Does the other person put you before their parents' wishes or are they controlled by their parents? The scriptural teaching of `leave their mother and father' includes emotional as well as physical

Don't plan on a marriage fixing your current problems. It compounds them. Work on fixing them now, but if you can't repair them . . .

If you feel inhibited in what you talk about and can't bring up your needs and concerns now, it won't improve. Try new approaches now.

If you find yourself saying `I love him or her, but . . . `why would you think of proceeding?

Remember, a wedding is exciting but it lasts for just one day. Is this the person you want across the breakfast table from you every morning?

Red Lights

There are other red-light warning signs about relationships ? warning signs that aren't based on knowing the other person. Some are just obvious common-sense guidelines, but too many people like to think, I'm an exception. Exceptions only exist in our minds.

Take a look at the following points. They are indications that marriage is not the best direction for you to take right now:

Are you asking, "Are you really sure you love me?" again and again?
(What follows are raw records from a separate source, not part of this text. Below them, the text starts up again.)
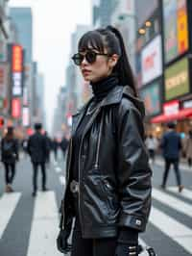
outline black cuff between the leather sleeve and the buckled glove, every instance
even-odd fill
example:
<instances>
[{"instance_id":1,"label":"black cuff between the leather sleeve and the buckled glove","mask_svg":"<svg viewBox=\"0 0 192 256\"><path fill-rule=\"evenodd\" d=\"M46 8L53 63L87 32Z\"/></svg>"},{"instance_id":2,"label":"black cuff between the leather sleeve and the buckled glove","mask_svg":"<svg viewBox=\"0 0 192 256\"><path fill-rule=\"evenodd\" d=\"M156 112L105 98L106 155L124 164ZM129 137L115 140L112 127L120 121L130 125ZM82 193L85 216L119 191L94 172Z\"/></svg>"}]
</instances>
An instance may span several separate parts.
<instances>
[{"instance_id":1,"label":"black cuff between the leather sleeve and the buckled glove","mask_svg":"<svg viewBox=\"0 0 192 256\"><path fill-rule=\"evenodd\" d=\"M120 227L118 243L138 244L138 230Z\"/></svg>"}]
</instances>

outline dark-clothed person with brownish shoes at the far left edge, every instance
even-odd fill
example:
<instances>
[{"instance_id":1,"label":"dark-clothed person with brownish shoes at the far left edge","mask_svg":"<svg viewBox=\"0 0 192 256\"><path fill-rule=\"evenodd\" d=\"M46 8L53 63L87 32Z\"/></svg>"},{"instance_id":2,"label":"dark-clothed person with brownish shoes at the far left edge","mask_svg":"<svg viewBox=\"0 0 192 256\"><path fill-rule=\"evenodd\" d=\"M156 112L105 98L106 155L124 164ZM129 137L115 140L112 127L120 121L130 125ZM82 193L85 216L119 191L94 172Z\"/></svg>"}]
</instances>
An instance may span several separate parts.
<instances>
[{"instance_id":1,"label":"dark-clothed person with brownish shoes at the far left edge","mask_svg":"<svg viewBox=\"0 0 192 256\"><path fill-rule=\"evenodd\" d=\"M8 127L6 136L1 141L1 161L5 166L5 192L13 192L12 182L15 176L15 163L18 161L18 142L13 135L13 127Z\"/></svg>"}]
</instances>

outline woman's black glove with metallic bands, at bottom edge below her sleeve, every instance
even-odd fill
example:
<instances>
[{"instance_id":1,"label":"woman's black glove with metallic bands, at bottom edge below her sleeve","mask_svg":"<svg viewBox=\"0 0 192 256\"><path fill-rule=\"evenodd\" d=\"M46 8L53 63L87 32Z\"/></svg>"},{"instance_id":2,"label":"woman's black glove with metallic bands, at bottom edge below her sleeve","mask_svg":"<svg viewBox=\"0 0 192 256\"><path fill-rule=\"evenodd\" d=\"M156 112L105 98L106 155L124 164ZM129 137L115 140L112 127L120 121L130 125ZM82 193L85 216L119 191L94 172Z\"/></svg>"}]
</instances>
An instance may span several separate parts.
<instances>
[{"instance_id":1,"label":"woman's black glove with metallic bands, at bottom edge below her sleeve","mask_svg":"<svg viewBox=\"0 0 192 256\"><path fill-rule=\"evenodd\" d=\"M138 256L138 245L132 243L117 243L115 256Z\"/></svg>"}]
</instances>

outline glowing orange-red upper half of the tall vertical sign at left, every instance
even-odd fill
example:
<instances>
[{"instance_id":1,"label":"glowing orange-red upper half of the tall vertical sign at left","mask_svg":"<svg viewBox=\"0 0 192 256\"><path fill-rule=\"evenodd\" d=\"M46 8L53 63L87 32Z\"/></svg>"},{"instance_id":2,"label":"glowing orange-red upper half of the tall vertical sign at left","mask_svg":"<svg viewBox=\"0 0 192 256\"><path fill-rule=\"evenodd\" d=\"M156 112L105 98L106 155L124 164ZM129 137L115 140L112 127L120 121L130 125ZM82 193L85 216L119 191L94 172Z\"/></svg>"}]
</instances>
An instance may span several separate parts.
<instances>
[{"instance_id":1,"label":"glowing orange-red upper half of the tall vertical sign at left","mask_svg":"<svg viewBox=\"0 0 192 256\"><path fill-rule=\"evenodd\" d=\"M12 46L12 72L23 71L23 51L20 45Z\"/></svg>"}]
</instances>

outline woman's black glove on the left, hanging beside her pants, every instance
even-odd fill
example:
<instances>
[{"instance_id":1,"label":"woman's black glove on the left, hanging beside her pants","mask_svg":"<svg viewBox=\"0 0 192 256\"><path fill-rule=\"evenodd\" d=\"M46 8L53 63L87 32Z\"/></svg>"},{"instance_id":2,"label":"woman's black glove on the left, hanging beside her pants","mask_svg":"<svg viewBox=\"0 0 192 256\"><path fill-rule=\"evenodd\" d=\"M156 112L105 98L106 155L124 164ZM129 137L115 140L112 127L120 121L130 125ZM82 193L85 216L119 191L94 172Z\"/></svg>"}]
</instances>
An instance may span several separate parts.
<instances>
[{"instance_id":1,"label":"woman's black glove on the left, hanging beside her pants","mask_svg":"<svg viewBox=\"0 0 192 256\"><path fill-rule=\"evenodd\" d=\"M60 234L57 238L57 246L61 253L66 254L71 250L71 244L67 242L70 236L70 232L60 229Z\"/></svg>"}]
</instances>

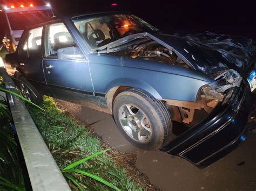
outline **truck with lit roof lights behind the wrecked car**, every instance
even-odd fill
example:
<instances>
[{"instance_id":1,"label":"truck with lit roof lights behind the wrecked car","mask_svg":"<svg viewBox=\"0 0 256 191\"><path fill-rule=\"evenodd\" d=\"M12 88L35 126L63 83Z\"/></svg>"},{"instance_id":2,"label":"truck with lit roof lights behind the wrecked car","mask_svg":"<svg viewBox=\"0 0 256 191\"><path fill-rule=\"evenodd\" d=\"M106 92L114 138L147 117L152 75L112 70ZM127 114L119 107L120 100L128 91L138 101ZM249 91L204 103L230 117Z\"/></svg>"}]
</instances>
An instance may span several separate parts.
<instances>
[{"instance_id":1,"label":"truck with lit roof lights behind the wrecked car","mask_svg":"<svg viewBox=\"0 0 256 191\"><path fill-rule=\"evenodd\" d=\"M2 39L8 39L8 51L15 52L26 27L54 17L50 3L8 3L0 7Z\"/></svg>"}]
</instances>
It's an indication of low self-esteem. Counseling would be better than marriage.

If most of your time is characterized by quarrels and disagreements that never get resolved, marriage will make them worse.

If you plan to live together before marriage, don't. It hurts your chances of a lasting marriage

If your partner is like a parent you don't get along with, why would you want to marry that person?

If your partner is all for your interests and activities, but then reacts to you spending time on them, this won't get better in marriage

Don't marry just for sex. Physical intimacy alone won't keep a marriage together. You need the emotional, social, spiritual, intellectually, and recreational intimacy as well

How do you feel if you spend a day with your partner just hanging out and talking? If it's intolerable, why are you together?

If you have recovered from a previous relationship, you're not ready for a new one.